A volte ritornano. Stiamo parlando dei minatori delle miniere carbonifere del Donbass che ormai da due settimane hanno incrociato le braccia per protestare contro il mancato pagamento dei salari.

I MINATORI UCRAINI hanno lunga tradizione di organizzazione sindacale. Durante la perestrojka, nel 1989-1990, a Mezdurecensk furono organizzati in tutte le aziende carbonifere dei potenti scioperi che scossero fin dalle fondamenta il potere burocratico. Oggi la situazione è cambiata. Molti pozzi da anni lavorano a singhiozzo e il governo ucraino intende persino chiudere i pozzi dell’azienda Torezkaya di Dzerzinsk. «Troppo inquinante» dicono al ministero dell’energia a Kiev. E così dopo i primi tagli di 5.000 posti di lavoro nel 2014, Dzerzinsk rischia di morire visto che il 56% della ricchezza della città origina proprio dal carbone.

«TUTTO SUONA MOLTO STRANO» dice Michail Volynez, il leader del sindacato indipendente dei minatori ucraini. «Da una parte Poroshenko fa arrivare a Odessa in questi giorni migliaia di tonnellate di carbone americano pagandolo 113 dollari a tonnellata, contro i 70 che costa in Ucraina e gli 80 del Sud Africa, da cui abbiamo comprato negli ultimi anni, e dall’altra chiude i pozzi e non paga i salari ai lavoratori». Inevitabile visti i costi di trasporto e i salari americani. «Un minatore americano guadagna 600 dollari al mese, noi in Ucraina prendiamo dai 200 ai 500 a seconda delle aziende» ricorda Volynez. Può apparire grottesco ma il protezionismo trumpiano si coniuga benissimo con la difesa dell’Ucraina dall’«aggressione russa». La Casa bianca aiuta gli ucraini «a casa loro» vendendogli energia «sporca» a caro prezzo e armi. Il cerchio si chiude perfettamente, visto che poi l’Ucraina paga con i prestiti del Fmi. E alla fine – i conti li sanno fare anche i minatori – non restano soldi per i salari. Come succede nell’azienda carbonifera «Lisancansugol« dove da maggio i lavoratori hanno ricevuto solo anticipi mensili di 650 grivne (circa 22 euro).

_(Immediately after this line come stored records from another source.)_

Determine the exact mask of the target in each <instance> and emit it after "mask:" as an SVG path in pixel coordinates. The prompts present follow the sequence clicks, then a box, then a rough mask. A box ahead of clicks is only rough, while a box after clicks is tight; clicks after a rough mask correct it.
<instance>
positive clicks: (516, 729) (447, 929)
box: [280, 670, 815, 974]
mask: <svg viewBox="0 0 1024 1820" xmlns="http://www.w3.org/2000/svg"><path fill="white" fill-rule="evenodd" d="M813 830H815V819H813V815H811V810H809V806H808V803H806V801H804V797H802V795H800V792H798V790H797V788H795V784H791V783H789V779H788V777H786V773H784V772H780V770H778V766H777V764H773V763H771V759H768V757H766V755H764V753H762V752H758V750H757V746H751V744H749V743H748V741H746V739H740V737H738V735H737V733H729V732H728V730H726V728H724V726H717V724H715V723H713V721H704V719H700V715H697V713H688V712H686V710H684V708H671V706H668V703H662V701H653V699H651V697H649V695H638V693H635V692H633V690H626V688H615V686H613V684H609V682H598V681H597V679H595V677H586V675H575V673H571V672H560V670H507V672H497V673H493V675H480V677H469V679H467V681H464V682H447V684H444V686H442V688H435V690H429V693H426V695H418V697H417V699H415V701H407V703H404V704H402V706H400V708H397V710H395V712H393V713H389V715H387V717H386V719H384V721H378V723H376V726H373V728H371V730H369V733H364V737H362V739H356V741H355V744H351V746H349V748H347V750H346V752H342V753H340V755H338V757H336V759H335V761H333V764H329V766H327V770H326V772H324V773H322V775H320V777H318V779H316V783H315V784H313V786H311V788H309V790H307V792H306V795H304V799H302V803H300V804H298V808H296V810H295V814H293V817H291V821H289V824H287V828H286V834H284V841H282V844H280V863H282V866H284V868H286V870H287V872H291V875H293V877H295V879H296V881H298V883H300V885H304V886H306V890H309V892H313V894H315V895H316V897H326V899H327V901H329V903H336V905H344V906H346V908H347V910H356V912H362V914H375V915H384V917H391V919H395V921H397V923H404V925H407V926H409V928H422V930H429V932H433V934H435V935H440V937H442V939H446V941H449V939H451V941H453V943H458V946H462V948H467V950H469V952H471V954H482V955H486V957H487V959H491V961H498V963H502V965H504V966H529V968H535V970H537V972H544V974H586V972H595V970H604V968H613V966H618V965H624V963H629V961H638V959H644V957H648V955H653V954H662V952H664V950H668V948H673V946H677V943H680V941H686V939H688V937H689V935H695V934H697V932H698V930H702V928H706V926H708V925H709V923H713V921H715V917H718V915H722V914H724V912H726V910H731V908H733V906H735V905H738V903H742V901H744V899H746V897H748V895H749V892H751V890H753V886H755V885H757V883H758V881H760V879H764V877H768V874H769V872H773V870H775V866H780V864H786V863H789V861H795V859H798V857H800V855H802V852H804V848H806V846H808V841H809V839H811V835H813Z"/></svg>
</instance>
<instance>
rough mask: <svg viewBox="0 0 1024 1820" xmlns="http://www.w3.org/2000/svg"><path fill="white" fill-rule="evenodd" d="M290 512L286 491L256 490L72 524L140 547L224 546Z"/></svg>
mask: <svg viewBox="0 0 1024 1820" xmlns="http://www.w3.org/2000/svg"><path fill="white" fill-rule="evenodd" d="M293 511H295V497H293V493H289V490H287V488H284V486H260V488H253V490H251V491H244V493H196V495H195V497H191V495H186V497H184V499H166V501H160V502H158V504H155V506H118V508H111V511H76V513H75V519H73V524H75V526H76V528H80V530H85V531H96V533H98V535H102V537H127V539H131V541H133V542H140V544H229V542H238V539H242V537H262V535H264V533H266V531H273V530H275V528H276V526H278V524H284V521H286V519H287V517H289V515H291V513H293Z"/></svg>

IL 30 AGOSTO SONO «CALATI» su Kiev per protestare davanti al dicastero dell’energia e chiedere le dimissioni del ministro. Dopo le rassicurazioni di prammatica sono tornati a casa. Ovviamente non hanno visto nulla e dal 15 settembre sono entrati in sciopero a rotazione. «In questo modo – dice un minatore – non c’è abbastanza personale per lavorare e noi perdiamo solo una parte del salario». Stessa situazione a Mirnograd nell’area della regione di Donetsk controllata dal governo ucraino.

NOVOSTI DONBASS RIPORTA che «dai primi di settembre nessun lavoratore scende più nei pozzi della “Mirnogradugol” per il mancato pagamento dei salari da due mesi e mezzo, restando invece in assemblea permanente». Nell’assemblea generale che si terrà domani, verrà deciso come proseguire la lotta. Il mancato pagamento dei salari è ricorrente in Ucraina anche nelle aziende private. In un paese dove oltre il 58% delle persone vive sotto la soglia della povertà e il 30% delle famiglie non paga bollette il mancato pagamento del salario è ulteriore motivo di degrado sociale: alcolismo e impossibilità di accedere alle cure mediche sono tra i primi motivi di decesso nel paese.

I MINATORI che lavorano in condizioni disastrose sono spesso affetti da antracosi. «Per curarci dalle malattie professionali, visto che ormai tutta la sanità è a pagamento, il sindacato organizza regolarmente delle collette» spiega un minatore al giornale Dyen di Kiev,

La situazione resta difficile anche nelle miniere controllate dalle Repubbliche Popolari. Dopo che – con l’inizio del conflitto nel 2014 – l’oligarca più ricco del paese Rinat Achmetov ha abbandonato

Donetsk le sue miniere sono state nazionalizzate e hanno continuato a produrre, seppur con molte difficoltà, per un paio di anni.

Ma da febbraio Kiev ha isolato il Donbass e anche le forniture di carbone sono state bloccate. Si lavora solo quando giunge una commessa dalla Russia.

IN PRIMAVERA, anche qui i minatori sono scesi in sciopero ma le amministrazione delle «repubbliche ribelli» non possono risolvere un problema più grande di loro. Molti minatori hanno deciso di emigrare in cerca di lavoro nella vicina provincia russa di Rostov sul Don. La situazione economica, del resto, non deve essere eccellente nelle repubbliche popolari se Mosca questa settimana ha ripreso a mandare convogli con aiuti umanitari verso la regione.